120 Ib 332
47. Extrait de l'arrêt de la IIe Cour de droit public du 27 juin
1994 dans la cause Union du commerce local, à Porrentruy, contre
Tribunal cantonal du canton du Jura et Service des arts et métiers et
du travail du canton du Jura (recours de droit administratif)
A.- Le 8 mars 1993, l'Union du commerce local, à Porrentruy, a
présenté au Service des arts et métiers et du travail du canton du
Jura une demande d'autorisation valable pour tous les commerçants de
la ville d'occuper leur personnel le dimanche 19 décembre 1993 de
14h00 à 18h30.
Le Service des arts et métiers et du travail du canton du Jura a
refusé l'autorisation sollicitée par décision du 30 juillet 1993. Il
a considéré en particulier qu'aucune des exceptions prévues, par la
législation fédérale sur le travail, à l'interdiction de travailler
le dimanche n'était réalisée.
Par arrêt du 11 novembre 1993, le Tribunal cantonal, Chambre
administrative, du canton du Jura a rejeté le recours déposé par
l'Union du commerce local contre la décision prise le 30 juillet 1993
par le Service des arts et métiers et du travail.
Agissant par la voie du recours de droit administratif, l'Union du
commerce local demande au Tribunal fédéral d'annuler l'arrêt rendu le
11 novembre 1993 par le Tribunal cantonal, Chambre administrative, du
canton du Jura et de constater que les conditions légales permettant
de la faire bénéficier d'une dérogation à l'interdiction du travail
dominical le 19 décembre 1993 de 14h00 à 18h30 sont remplies.
Le Tribunal fédéral a rejeté le recours.
Extrait des considérants:
3.- a) Selon l'art. 18 al. 1 de la loi fédérale sur le travail
dans l'industrie, l'artisanat et le commerce du 13 mars 1964 (LTr; RS
822.11), il est interdit d'occuper des travailleurs le dimanche.
Il est vrai que le travail du dimanche n'a pas d'effet direct sur
la santé, mais son incidence sur le plan social et culturel est des
plus importantes. Non seulement le dimanche est un jour sacré selon
la tradition chrétienne et il garde encore cette signification pour
une partie de la population, mais surtout l'institution d'un même
jour libre pour tous permet aux personnes sous pression dans leur
travail de bénéficier de repos et de loisirs en dehors de la vie de
tous les jours. Il permet le calme intérieur, qui ne serait pas
pensable sans calme extérieur. Un temps libre commun rend possibles,
dans une grande mesure, la communication et les contacts à
l'intérieur et à l'extérieur de la famille, ce qui n'est pas
4.- a) Aux termes de l'art. 19 al. 1 LTr, l'autorité cantonale
peut autoriser temporairement le travail du dimanche à trois
conditions; il faut (a) qu'il existe un besoin urgent dûment établi,
(b) que les travailleurs affectés à ce travail y consentent et (c)
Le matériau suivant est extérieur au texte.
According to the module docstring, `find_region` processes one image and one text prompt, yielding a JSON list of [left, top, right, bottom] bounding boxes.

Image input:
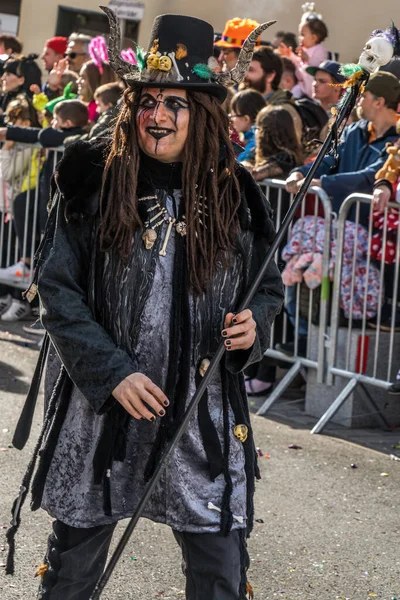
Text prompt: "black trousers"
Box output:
[[38, 520, 245, 600]]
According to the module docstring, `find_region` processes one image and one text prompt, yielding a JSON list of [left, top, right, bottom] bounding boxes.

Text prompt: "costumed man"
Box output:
[[6, 8, 283, 600]]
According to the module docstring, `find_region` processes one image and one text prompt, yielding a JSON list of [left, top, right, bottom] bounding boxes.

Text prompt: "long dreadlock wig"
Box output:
[[100, 87, 242, 295]]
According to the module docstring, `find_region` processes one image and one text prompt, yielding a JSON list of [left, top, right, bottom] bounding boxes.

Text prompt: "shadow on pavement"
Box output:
[[0, 360, 30, 395]]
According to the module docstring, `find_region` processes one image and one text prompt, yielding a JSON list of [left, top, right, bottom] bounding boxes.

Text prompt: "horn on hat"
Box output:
[[214, 20, 277, 86], [100, 6, 141, 82]]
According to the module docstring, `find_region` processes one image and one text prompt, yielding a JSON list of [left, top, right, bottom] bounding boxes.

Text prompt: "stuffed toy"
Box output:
[[376, 140, 400, 183]]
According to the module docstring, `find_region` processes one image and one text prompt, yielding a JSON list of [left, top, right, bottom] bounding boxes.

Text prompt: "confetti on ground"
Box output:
[[130, 557, 137, 561], [256, 448, 263, 457], [288, 444, 303, 450], [351, 463, 358, 468], [380, 473, 389, 477], [390, 454, 400, 461], [264, 454, 271, 459]]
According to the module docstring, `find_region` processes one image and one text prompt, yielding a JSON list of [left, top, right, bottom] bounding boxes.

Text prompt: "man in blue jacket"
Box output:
[[286, 71, 400, 224]]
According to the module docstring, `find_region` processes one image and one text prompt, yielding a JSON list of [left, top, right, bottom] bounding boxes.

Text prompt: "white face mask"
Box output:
[[358, 36, 394, 73]]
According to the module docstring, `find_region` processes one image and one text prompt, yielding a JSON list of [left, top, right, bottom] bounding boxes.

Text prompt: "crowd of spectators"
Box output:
[[0, 4, 399, 396]]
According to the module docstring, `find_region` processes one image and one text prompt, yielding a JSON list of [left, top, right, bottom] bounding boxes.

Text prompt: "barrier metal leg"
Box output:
[[359, 383, 391, 431], [256, 361, 302, 416], [311, 378, 358, 434]]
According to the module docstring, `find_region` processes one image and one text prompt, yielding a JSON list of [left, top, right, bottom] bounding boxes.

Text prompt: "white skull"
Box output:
[[358, 36, 394, 73]]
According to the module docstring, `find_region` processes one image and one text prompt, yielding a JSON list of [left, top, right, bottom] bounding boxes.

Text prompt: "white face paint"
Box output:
[[358, 36, 394, 73]]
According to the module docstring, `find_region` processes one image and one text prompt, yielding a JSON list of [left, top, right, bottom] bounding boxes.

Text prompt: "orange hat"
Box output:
[[215, 17, 261, 49]]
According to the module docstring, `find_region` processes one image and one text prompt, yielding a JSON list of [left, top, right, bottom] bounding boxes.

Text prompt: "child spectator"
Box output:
[[91, 82, 123, 138], [280, 57, 298, 93], [229, 89, 266, 163], [251, 106, 304, 181], [94, 81, 122, 115], [279, 3, 329, 99], [0, 100, 89, 321]]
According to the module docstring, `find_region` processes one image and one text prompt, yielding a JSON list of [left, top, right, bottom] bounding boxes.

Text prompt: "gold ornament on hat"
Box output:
[[147, 54, 160, 70], [149, 39, 160, 54], [159, 55, 173, 72], [234, 424, 248, 443]]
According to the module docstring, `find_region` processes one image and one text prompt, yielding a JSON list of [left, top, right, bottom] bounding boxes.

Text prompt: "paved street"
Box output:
[[1, 321, 400, 600]]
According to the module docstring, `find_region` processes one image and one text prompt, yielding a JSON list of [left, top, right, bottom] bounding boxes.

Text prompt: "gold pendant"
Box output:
[[142, 228, 157, 250], [234, 424, 248, 443]]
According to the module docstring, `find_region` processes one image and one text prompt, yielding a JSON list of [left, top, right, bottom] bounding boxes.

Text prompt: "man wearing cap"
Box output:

que l'employeur leur verse, en contrepartie, un supplément de salaire
d'au moins 50 pour cent (REHBINDER, Arbeitsgesetz, Zurich 1987, 4e
éd., n. 1 ad art. 19, p. 76).
D'après la doctrine, pour que soit autorisé le travail dominical,
il ne suffit pas que soit établi n'importe quel besoin; il faut
encore que le besoin soit urgent, c'est-à-dire que des raisons
impérieuses le justifient (HUG, Commentaire de la loi fédérale sur le
travail, Berne 1971, n. 5 ad art. 19, p. 193).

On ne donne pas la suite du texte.